Manifestation du 13 janvier : l'Église
catholique à la manœuvre
À
l'initiative de La Manif
pour tous, organisée le dimanche 13 janvier « pour défendre le mariage qui
unit un homme et une femme », se trouve un conglomérat de groupes, ou de
personnes, ayant pour point commun d'être réactionnaires, bigots, voire
intégristes, majoritairement catholiques.
Si l'Église catholique n'a pas été
l'instigatrice de cette manifestation, cela n'empêche pas ses dignitaires et
des organisations se revendiquant de prétendues valeurs du catholicisme de
militer pour y faire venir le maximum de monde. André Vingt-Trois, le chef de
l'Église catholique française, a annoncé qu'il ne manifesterait pas lui-même...
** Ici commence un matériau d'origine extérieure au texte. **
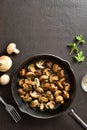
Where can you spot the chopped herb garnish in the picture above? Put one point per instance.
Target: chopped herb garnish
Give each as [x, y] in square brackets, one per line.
[80, 39]
[79, 57]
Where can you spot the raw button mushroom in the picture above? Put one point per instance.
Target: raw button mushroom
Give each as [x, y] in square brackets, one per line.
[5, 63]
[4, 79]
[11, 48]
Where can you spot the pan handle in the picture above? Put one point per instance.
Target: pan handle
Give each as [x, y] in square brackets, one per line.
[78, 119]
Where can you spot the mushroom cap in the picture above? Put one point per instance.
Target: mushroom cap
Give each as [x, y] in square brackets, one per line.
[4, 79]
[11, 47]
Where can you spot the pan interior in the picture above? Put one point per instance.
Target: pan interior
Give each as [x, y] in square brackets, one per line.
[24, 107]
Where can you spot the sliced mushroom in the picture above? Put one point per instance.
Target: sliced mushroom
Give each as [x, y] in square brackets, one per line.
[38, 89]
[58, 92]
[40, 64]
[49, 96]
[30, 74]
[62, 80]
[59, 85]
[21, 92]
[34, 94]
[50, 105]
[60, 74]
[53, 78]
[38, 72]
[49, 64]
[42, 106]
[59, 99]
[34, 103]
[31, 68]
[43, 99]
[65, 94]
[43, 77]
[56, 68]
[25, 87]
[67, 86]
[26, 98]
[47, 72]
[37, 82]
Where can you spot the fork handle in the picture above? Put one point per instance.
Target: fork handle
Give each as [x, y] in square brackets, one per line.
[77, 118]
[1, 99]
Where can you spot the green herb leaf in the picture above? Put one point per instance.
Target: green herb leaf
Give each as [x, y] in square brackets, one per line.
[73, 47]
[80, 39]
[79, 57]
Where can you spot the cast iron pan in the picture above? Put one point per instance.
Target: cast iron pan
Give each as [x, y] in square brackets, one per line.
[24, 107]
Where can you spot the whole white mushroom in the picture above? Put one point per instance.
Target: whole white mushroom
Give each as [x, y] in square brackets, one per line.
[4, 79]
[5, 63]
[11, 48]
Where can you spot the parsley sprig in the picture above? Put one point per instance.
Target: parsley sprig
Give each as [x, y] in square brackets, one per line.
[79, 56]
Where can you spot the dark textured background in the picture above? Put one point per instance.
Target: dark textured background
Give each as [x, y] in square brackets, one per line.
[43, 26]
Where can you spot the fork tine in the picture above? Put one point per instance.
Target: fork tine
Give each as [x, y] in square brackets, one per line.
[15, 115]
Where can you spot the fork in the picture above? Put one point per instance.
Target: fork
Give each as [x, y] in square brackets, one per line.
[11, 110]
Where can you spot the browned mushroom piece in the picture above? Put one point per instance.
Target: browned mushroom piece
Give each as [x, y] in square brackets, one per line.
[41, 106]
[60, 74]
[38, 89]
[26, 98]
[31, 75]
[59, 99]
[40, 64]
[53, 78]
[49, 64]
[59, 85]
[58, 92]
[21, 81]
[34, 94]
[34, 103]
[67, 86]
[53, 88]
[23, 72]
[25, 87]
[50, 105]
[62, 80]
[38, 72]
[43, 77]
[56, 68]
[47, 72]
[43, 99]
[45, 85]
[31, 68]
[50, 96]
[21, 92]
[65, 94]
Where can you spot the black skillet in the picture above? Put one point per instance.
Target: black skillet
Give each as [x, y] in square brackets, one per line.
[24, 107]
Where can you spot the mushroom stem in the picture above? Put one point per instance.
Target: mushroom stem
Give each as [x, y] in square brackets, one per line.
[16, 51]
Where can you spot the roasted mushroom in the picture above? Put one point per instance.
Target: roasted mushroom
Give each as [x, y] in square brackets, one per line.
[34, 103]
[34, 94]
[21, 92]
[50, 105]
[26, 98]
[47, 72]
[53, 78]
[40, 64]
[31, 68]
[56, 68]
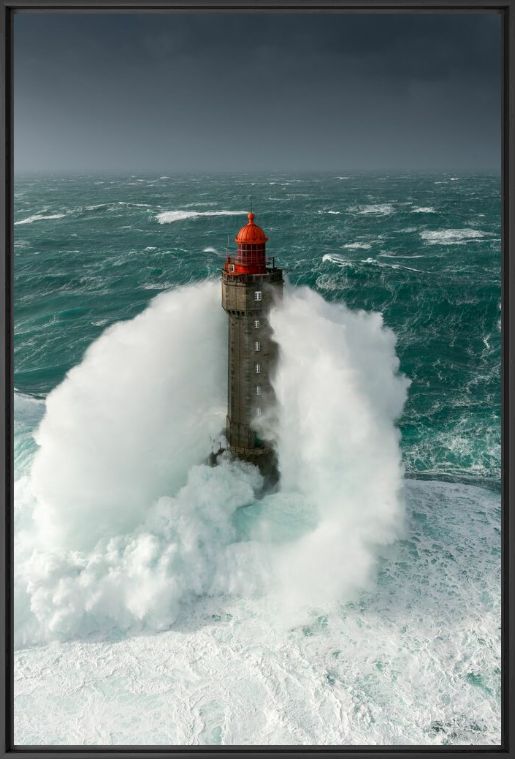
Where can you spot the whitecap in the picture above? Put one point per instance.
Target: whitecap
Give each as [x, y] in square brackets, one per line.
[381, 209]
[357, 246]
[168, 217]
[40, 217]
[451, 236]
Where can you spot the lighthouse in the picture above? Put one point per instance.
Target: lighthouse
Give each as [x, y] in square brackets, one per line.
[251, 284]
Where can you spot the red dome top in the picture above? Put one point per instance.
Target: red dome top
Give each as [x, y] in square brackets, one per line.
[251, 234]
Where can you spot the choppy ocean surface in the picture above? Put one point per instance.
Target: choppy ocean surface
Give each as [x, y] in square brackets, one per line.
[408, 650]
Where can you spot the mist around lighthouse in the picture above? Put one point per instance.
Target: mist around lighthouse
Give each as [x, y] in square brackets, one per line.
[340, 590]
[257, 380]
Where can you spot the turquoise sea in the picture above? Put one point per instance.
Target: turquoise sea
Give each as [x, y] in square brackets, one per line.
[424, 250]
[409, 655]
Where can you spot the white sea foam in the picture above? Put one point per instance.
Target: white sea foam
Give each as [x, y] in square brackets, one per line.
[357, 246]
[168, 217]
[417, 661]
[334, 258]
[135, 526]
[451, 236]
[40, 217]
[379, 209]
[382, 264]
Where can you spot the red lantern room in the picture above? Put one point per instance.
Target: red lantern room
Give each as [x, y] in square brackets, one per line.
[250, 254]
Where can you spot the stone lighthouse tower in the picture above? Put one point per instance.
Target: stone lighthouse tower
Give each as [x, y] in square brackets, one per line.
[250, 285]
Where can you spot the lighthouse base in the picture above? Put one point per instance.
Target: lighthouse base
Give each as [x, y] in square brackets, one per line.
[265, 459]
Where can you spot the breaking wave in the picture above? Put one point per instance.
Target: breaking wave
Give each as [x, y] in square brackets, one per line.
[451, 236]
[122, 525]
[40, 217]
[168, 217]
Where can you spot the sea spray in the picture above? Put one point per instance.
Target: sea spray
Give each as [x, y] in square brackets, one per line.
[127, 423]
[339, 394]
[129, 526]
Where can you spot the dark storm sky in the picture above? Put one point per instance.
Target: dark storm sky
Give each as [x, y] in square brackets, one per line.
[206, 92]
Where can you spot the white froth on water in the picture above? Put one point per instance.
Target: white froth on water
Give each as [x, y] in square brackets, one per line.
[134, 524]
[168, 217]
[317, 614]
[414, 661]
[40, 217]
[357, 246]
[451, 236]
[379, 209]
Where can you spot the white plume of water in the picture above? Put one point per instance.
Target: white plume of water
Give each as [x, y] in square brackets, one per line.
[128, 525]
[339, 393]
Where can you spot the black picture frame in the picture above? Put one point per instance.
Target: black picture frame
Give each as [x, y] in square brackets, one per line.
[506, 9]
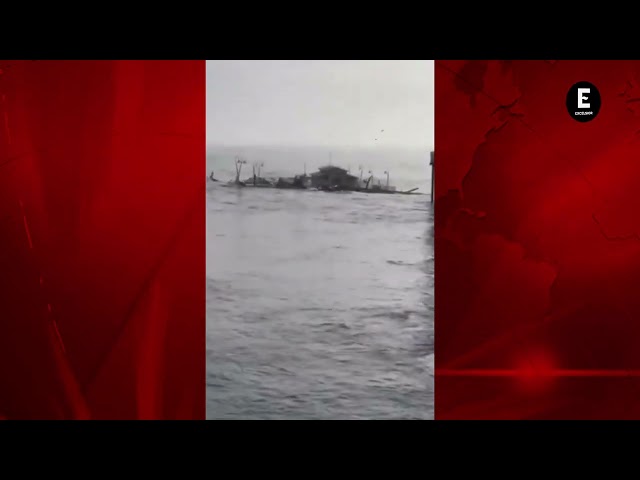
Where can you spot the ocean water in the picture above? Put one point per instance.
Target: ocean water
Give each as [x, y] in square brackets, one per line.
[319, 305]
parce qu'il a d'autres moyens de s'exprimer, mais qu'il irait faire un tour à
cette manifestation qu'il désigne comme « aconfessionnelle » et « apolitique ».
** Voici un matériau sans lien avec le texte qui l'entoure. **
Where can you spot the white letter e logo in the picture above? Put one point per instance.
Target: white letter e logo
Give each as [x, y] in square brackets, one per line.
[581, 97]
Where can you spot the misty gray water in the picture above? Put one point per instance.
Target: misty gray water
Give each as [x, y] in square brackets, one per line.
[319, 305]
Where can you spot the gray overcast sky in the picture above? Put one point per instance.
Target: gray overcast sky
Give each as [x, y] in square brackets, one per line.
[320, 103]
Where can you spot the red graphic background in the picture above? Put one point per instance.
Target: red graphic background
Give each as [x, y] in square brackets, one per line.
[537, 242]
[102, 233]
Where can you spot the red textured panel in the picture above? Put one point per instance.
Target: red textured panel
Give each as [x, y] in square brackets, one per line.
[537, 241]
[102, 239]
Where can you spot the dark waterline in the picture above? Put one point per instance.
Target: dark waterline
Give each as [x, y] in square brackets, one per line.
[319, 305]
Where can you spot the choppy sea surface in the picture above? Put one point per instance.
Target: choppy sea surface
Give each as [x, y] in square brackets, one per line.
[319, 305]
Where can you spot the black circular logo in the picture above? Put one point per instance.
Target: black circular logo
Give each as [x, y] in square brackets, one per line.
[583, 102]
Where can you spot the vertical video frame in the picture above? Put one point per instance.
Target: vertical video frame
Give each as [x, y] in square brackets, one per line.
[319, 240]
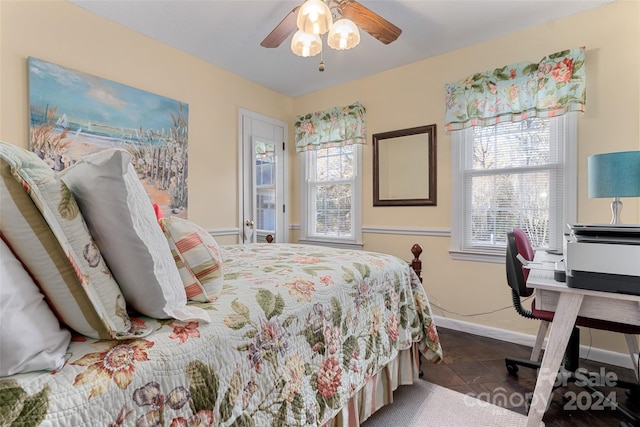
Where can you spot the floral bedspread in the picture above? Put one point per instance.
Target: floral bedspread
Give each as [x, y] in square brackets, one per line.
[296, 331]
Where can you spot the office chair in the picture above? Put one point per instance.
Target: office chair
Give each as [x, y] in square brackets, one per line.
[518, 244]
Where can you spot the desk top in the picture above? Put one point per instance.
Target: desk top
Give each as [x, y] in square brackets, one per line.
[541, 277]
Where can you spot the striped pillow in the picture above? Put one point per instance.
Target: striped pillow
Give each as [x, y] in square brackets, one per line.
[197, 256]
[47, 232]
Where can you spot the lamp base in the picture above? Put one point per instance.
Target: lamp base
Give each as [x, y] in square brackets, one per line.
[616, 210]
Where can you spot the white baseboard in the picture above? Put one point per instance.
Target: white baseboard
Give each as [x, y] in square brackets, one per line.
[590, 353]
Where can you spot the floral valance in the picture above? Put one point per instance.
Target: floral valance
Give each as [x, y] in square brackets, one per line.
[331, 128]
[552, 87]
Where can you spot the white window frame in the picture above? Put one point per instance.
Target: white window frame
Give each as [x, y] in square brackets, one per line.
[307, 160]
[496, 255]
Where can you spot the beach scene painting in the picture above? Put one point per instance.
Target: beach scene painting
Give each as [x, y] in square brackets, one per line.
[72, 114]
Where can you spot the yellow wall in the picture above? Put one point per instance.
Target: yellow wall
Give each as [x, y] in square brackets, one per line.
[409, 96]
[65, 34]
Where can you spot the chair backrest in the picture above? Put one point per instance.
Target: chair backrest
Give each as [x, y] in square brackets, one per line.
[518, 243]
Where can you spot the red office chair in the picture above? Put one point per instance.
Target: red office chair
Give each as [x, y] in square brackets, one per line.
[518, 244]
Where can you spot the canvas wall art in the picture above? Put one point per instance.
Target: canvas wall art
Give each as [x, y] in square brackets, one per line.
[73, 114]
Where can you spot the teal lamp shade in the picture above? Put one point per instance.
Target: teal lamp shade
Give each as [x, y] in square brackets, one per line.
[614, 175]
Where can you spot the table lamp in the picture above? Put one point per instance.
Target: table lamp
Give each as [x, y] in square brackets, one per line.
[614, 175]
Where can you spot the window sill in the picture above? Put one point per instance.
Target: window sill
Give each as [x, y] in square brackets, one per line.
[478, 256]
[332, 244]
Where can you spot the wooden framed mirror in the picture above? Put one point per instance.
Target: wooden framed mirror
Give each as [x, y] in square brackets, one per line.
[404, 167]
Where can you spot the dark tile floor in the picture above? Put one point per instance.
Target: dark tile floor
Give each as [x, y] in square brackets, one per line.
[475, 365]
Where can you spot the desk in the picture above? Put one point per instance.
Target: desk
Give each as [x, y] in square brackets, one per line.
[568, 303]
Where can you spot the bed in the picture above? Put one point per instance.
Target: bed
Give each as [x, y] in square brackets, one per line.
[298, 335]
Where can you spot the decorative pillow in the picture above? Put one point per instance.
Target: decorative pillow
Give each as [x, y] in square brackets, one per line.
[122, 220]
[40, 219]
[31, 338]
[197, 256]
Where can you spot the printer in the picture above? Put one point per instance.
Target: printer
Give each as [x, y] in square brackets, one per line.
[603, 257]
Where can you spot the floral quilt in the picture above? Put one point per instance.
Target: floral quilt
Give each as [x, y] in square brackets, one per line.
[295, 333]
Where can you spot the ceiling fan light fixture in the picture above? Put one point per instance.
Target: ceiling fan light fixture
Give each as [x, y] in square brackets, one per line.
[305, 44]
[343, 35]
[314, 17]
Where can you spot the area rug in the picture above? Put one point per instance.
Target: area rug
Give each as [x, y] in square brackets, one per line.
[425, 404]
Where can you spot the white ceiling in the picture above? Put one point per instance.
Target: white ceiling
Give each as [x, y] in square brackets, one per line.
[228, 33]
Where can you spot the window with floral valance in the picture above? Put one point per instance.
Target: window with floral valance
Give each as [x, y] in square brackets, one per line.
[334, 127]
[551, 87]
[513, 150]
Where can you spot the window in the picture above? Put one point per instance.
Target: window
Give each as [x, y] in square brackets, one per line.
[515, 174]
[331, 196]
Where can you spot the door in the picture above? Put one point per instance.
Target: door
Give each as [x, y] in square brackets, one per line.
[262, 178]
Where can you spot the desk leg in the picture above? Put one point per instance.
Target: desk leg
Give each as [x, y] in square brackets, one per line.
[561, 327]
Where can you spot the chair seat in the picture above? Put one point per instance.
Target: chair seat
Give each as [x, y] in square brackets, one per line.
[588, 322]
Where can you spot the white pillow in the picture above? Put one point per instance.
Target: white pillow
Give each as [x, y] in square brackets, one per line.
[123, 223]
[31, 338]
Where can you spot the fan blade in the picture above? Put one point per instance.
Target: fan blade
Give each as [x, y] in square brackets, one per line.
[370, 21]
[282, 30]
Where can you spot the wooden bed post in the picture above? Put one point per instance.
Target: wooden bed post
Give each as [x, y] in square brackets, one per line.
[416, 263]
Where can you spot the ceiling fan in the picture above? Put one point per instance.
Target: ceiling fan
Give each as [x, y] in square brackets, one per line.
[343, 10]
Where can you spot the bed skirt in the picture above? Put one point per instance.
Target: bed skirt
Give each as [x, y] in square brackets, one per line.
[378, 390]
« Aconfessionnelle » ? Depuis des mois,
l'Église mène une propagande intense contre le mariage pour tous, couvrant les
dérives des ultras parmi ses troupes et leurs âneries homophobes, telles que :
l'union légale des homosexuels conduirait à la polygamie (ou la polyandrie),
l'inceste, la zoophilie, voire la fin de la civilisation ! Récemment, un
courrier a été envoyé à chaque directeur d'établissement scolaire catholique,
des appels à manifester sont lancés du haut des chaires. Seront aussi présentes
des organisations comme Laissez-les Vivre, qui milite contre le droit à
l'avortement, ou Civitas, qui se revendique des « valeurs chrétiennes (comme
frapper des militantes de Femmen qui soutenaient le projet de loi à la
manifestation du 18 novembre ?) et de l'ordre naturel » et « visant à
rechristianiser la France
».
Quant à « l'apolitisme », parlons-en
aussi. L'UMP, le Front national et différents groupes d'extrême droite ont
appelé à la manifestation, chacun espérant élargir son audience au sein de ce
marigot réactionnaire. Pour sa part, l'UMP a choisi de cristalliser son
opposition au gouvernement PS autour de ce thème marginal, qui a l'avantage de
ne toucher ni de près ni de loin au mode de fonctionnement de cette société où
le pouvoir économique est entre les mains d'une minorité de possédants, et qui
ne l'engage à rien au cas où elle reviendrait au pouvoir.
Quant à l'Église catholique, elle n'est
pas dénuée d'arrière-pensées et entend peser de tout son poids sur le
gouvernement pour le faire reculer sur une réforme pourtant bien timide, comme
elle l'avait fait le 24 juin 1984 en organisant contre le gouvernement
Mauroy une manifestation pour la défense de l'école libre. Elle avait alors
obligé le ministre de l'Éducation nationale, Alain Savary, à remballer son
projet de réforme visant à intégrer les écoles libres à l'enseignement public
et elle les considère toujours comme sa propriété.